Wajib pajak dapat mengajukan perpanjangan jangka waktu apabila tidak bisa menyampaikan SPT Tahunan PPh sesuai dengan batas waktu yang ditetapkan karena suatu alasan. Misalnya, karena luasnya kegiatan usaha dan masalah-masalah teknis penyusunan laporan keuangan, atau sebab lainnya.
Perpanjangan ini mensyaratkan adanya laporan keuangan. Untuk itu, biasanya perpanjangan waktu pelaporan SPT ini diajukan oleh wajib pajak orang pribadi pelaku usaha atau pekerja bebas. Untuk mendapat perpanjangan waktu, wajib pajak harus menyampaikan pemberitahuan.
Berdasarkan Pasal 14 ayat (1) PMK 243/2014, wajib pajak harus menyampaikan pemberitahuan perpanjangan SPT Tahunan PPh sebelum batas waktu penyampaian SPT Tahunan PPh berakhir. Dengan demikian, bagi wajib pajak orang pribadi yang menggunakan tahun buku sama dengan tahun kalender maka pemberitahuan tersebut harus disampaikan sebelum 31 Maret 2025.
Sesuai dengan ketentuan Pasal 370 PMK 81/2024, dividen yang diperoleh wajib pajak orang pribadi bisa dikecualikan dari objek PPh sepanjang diinvestasikan kembali. Investasi tersebut harus memenuhi kriteria bentuk investasi, tata cara investasi, dan jangka waktu investasi. Simak Dividen Diinvestasikan Kembali, Apakah Bebas Pajak?

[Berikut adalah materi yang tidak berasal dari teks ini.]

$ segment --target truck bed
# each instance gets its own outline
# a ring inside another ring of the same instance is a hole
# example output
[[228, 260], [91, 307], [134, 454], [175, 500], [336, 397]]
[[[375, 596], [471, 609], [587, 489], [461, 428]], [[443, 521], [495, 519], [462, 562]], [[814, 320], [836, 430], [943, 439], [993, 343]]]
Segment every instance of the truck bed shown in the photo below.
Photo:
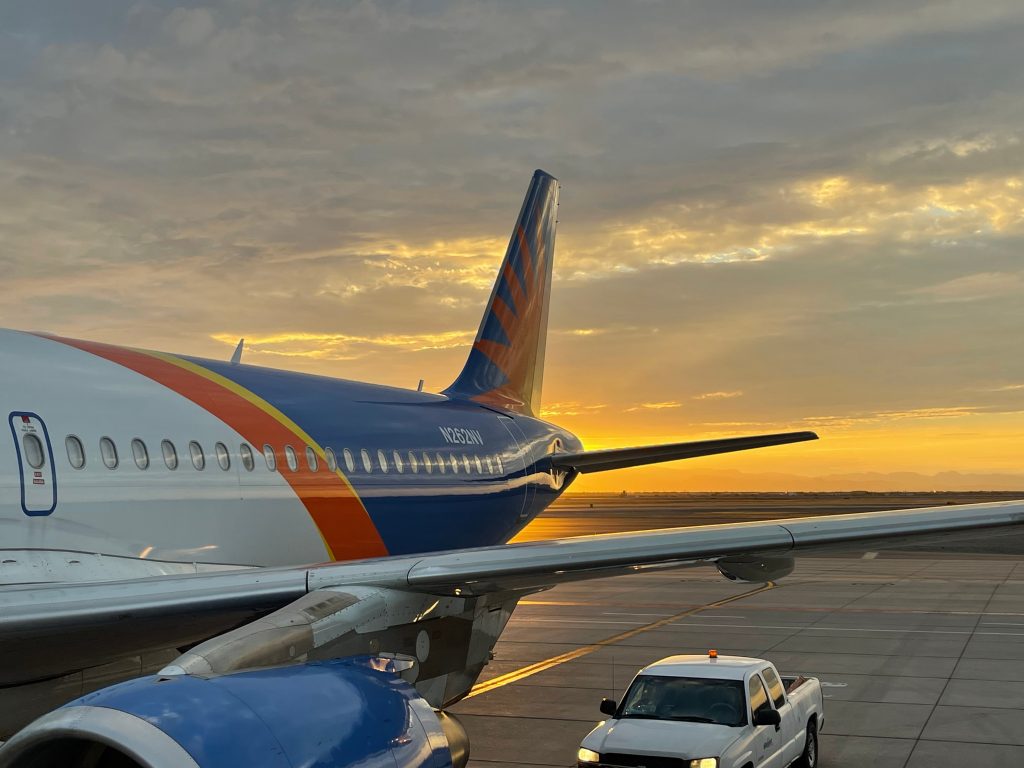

Selain investasi sesuai dengan ketentuan, wajib pajak orang pribadi juga wajib menyampaikan laporan realisasi investasi. Merujuk pada Pasal 374 PMK 81/2024, laporan realisasi investasi tersebut disampaikan secara berkala paling lambat akhir bulan ketiga. Artinya, batas akhir laporan realisasi tersebut juga jatuh pada 31 Maret. (sap)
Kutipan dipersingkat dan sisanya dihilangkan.